With the right tools, however, we can stop looking at data creation as a problem and start looking at it as an opportunity.
With classical real-world data collection and labelling, the expenses in both time and cost are back-loaded. Although a recording session can be planned and completed in a few weeks, labelling the resulting data can take many, many man-months. With synthetic data, that part of the workflow comes more or less for free but at the cost of moving the heavy lifting to the earlier parts of the process and this is where the right tool makes all the difference.
The task of building a synthetic world starts with the asset creation and moves through world building and scenario programming before a single simulation run can begin. In the games world, this is where the vast majority of the costs lie so it is no accident that early efforts at acquiring synthetic training data centered around leveraging the expensively produced assets and gameplay of Grand Theft Auto: the teams doing that research had neither the skills nor the budget to create anything remotely comparable.
This free ride was quickly and emphatically closed down by the owner of GTA, which gives an indication of the value placed on assets by the game industry.
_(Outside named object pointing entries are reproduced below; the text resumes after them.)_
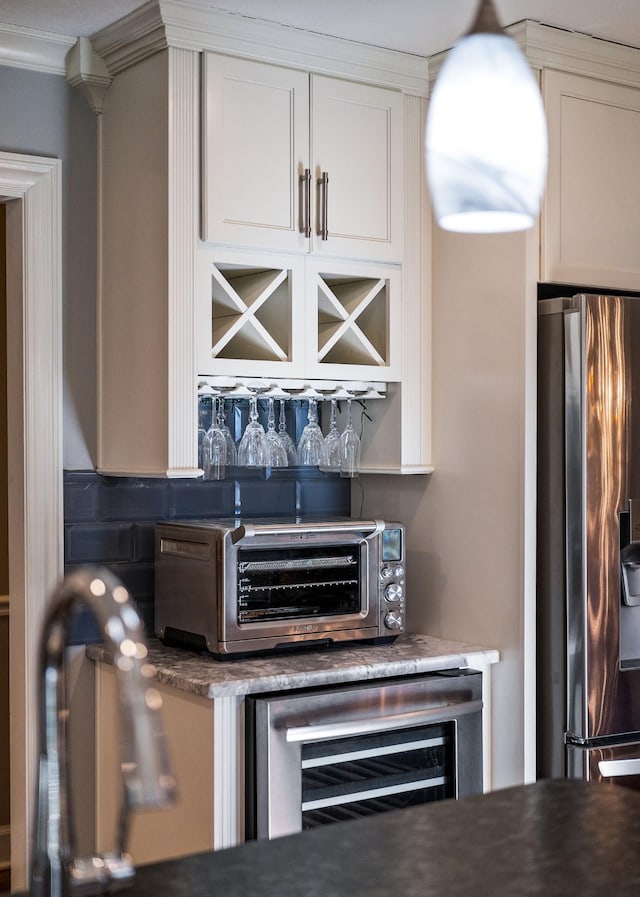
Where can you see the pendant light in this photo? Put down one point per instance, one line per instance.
(486, 134)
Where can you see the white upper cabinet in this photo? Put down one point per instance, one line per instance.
(591, 217)
(301, 163)
(356, 169)
(256, 141)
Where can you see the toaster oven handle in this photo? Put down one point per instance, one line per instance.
(275, 529)
(352, 727)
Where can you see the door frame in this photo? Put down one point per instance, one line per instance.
(31, 188)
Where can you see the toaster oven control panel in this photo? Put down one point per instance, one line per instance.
(392, 579)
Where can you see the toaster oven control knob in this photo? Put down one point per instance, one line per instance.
(393, 620)
(393, 592)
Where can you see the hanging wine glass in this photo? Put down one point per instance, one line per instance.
(253, 450)
(232, 453)
(349, 448)
(277, 451)
(214, 451)
(311, 448)
(332, 439)
(286, 440)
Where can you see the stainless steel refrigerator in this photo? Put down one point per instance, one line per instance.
(588, 569)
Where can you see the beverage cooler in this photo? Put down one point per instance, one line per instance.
(327, 755)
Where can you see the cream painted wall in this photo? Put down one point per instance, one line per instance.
(471, 524)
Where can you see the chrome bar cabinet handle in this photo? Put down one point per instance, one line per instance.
(323, 187)
(305, 189)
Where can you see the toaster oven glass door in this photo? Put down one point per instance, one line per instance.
(288, 583)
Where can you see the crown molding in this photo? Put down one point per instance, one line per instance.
(546, 46)
(40, 51)
(193, 26)
(86, 71)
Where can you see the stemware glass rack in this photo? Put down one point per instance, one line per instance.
(241, 404)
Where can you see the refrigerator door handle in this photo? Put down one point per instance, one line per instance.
(612, 768)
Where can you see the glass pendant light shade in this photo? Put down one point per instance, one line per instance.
(486, 135)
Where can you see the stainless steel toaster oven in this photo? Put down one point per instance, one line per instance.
(232, 587)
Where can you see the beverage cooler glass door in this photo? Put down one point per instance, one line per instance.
(328, 755)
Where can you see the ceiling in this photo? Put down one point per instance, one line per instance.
(423, 27)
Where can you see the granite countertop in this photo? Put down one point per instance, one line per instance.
(552, 838)
(201, 674)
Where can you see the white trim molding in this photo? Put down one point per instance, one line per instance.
(31, 188)
(196, 26)
(40, 51)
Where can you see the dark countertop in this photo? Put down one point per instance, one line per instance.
(554, 838)
(201, 674)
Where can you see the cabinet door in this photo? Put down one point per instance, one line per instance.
(591, 214)
(357, 139)
(255, 150)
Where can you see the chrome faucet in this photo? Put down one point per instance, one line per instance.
(147, 778)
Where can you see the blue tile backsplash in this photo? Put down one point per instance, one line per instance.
(110, 521)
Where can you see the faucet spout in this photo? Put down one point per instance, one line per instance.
(147, 778)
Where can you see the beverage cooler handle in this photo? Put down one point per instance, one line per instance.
(612, 768)
(352, 727)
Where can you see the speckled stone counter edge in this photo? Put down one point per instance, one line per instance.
(201, 674)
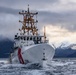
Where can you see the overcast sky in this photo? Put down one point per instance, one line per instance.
(59, 17)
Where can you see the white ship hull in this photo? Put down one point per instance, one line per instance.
(33, 54)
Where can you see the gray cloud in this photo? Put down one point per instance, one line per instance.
(9, 18)
(9, 10)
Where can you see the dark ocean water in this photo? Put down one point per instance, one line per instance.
(59, 66)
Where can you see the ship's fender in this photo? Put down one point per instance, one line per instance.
(20, 56)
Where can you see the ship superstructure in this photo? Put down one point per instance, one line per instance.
(29, 46)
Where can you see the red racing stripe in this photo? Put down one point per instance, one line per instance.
(20, 56)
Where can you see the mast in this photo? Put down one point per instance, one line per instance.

It should also give the data science community a hint as to where they can create value for themselves.
For a data science team, being able to leverage the wide ecosystem of assets created for general visualization purposes is key to reducing the overhead of asset acquisition. This is the reason the Chameleon platform workflow starts with import of standard FBX assets into a coherent environment but the importance of starting the workflow at this point goes well beyond cost reduction and has implications for the scope and value of the entire data creation pipeline.
In a synthetic data creation environment, it is important to remember that the raw assets not the finished images are the source data and that the process of provisioning and curation, including labelling, starts at the point of import. This is a significant change from the existing mindset which regards acquired data as a fixed quantity that can be augmented in some very limited ways to one where the source data now becomes malleable and can be tuned and modified to suit the application during the creation process.
This simple concept of data malleability puts an incredibly powerful tool into the hands of the data science community and opens the door to a completely new way of working where training data now becomes another variable that can be tweaked during the training process.
The Chameleon platform recognizes the primary importance of this source data by providing an asset management tool that takes care of the import, provisioning, labelling and storage of these raw assets. Once imported into the system, these assets become discoverable and trackable using the same user-defined categorization and tagging scheme that will later on be employed by the training framework. As a result, not only will the source data for any particular simulation run be easily retrieved for data provenance purposes but curation/creation of new data can be made an automatic process driven by the results of previous training passes.
One of the more interesting and significant trends over the last couple of years has been the ongoing ‘whiteboxing’ of networks where tools now exist to look inside a network and examine, layer by layer, just what factors are influencing network performance. These tools are most often used to guide the tweaking of hyperparameters but they can equally well be used to judge whether more data is needed and give guidance on what it needs to be.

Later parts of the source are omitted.